Depuis des siècles, une rumeur tenace circule dans les cercles occultistes et chez les passionnés de savoirs cachés : Notre-Dame de Paris ne serait pas qu'une simple église. Ce serait un immense traité d'alchimie, dont les secrets seraient gravés dans la pierre, accessibles à qui sait les déchiffrer.
Cette idée a trouvé sa forme la plus aboutie en 1926, avec la publication d'un ouvrage intitulé « Le Mystère des Cathédrales ». Son auteur signait Fulcanelli — un pseudonyme que personne n'a jamais réussi à percer. Sa thèse était saisissante : les maîtres bâtisseurs du Moyen Âge n'étaient pas de simples architectes.

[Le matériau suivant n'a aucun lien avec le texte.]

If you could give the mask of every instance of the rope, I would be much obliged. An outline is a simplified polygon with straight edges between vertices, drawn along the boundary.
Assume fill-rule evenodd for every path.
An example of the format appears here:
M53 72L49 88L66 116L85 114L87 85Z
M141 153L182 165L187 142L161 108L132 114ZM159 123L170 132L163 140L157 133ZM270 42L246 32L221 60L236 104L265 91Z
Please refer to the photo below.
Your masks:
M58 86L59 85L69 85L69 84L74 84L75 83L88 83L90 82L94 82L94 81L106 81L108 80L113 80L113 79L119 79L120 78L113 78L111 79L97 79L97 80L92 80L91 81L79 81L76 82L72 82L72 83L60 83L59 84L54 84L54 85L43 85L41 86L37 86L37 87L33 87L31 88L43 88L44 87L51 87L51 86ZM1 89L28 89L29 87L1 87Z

C'étaient des initiés aux arts hermétiques, et ils auraient codé leurs connaissances en alchimie, en astrologie et sur la pierre philosophale dans les sculptures de leurs édifices. D'après Fulcanelli, la façade de Notre-Dame renferme un guide complet du Grand Œuvre — le processus visant à transmuter le plomb en or, ou plus spirituellement, à transformer l'âme humaine en or pur.
Les sculptures du portail central illustreraient les étapes du processus : la nigredo (noircissement, mort), l'albedo (blanchiment, purification), la citrinitas (jaunissement, éveil) et la rubedo (rougeoiement, accomplissement). Les rosaces coderaient des configurations astrologiques. Même les proportions de la nef suivraient une théorie hermétique des nombres.
Qu'en est-il vraiment ? Les historiens rejettent les interprétations de Fulcanelli comme de la pure fantaisie. Mais certains faits résistent. Les guildes de maçons du Moyen Âge gardaient jalousement leurs secrets. Le mot « gothique » lui-même pourrait dériver d'« argotique » — la langue de l'argot, le parler codé des initiés.
Et les sculptures de Notre-Dame contiennent des figures que l'iconographie chrétienne n'a jamais su expliquer : des personnages tenant des creusets, des serpents qui se mordent la queue — l'ouroboros — et des symboles absents de tout récit biblique.
Fulcanelli lui-même reste un mystère aussi profond que son sujet. On raconte qu'il aurait réussi la transmutation… puis qu'il aurait disparu. Son élève, Eugène Canseliet, a affirmé l'avoir revu en 1954, avec l'apparence d'un homme bien plus jeune qu'il n'aurait dû l'être. Après tout, la pierre philosophale confère l'immortalité.
Il n'est pire aveugle que celui qui ne veut pas voir. Peut-être que Fulcanelli marche encore parmi nous, souriant devant les touristes qui photographient la façade de Notre-Dame sans jamais voir les secrets gravés dans sa pierre.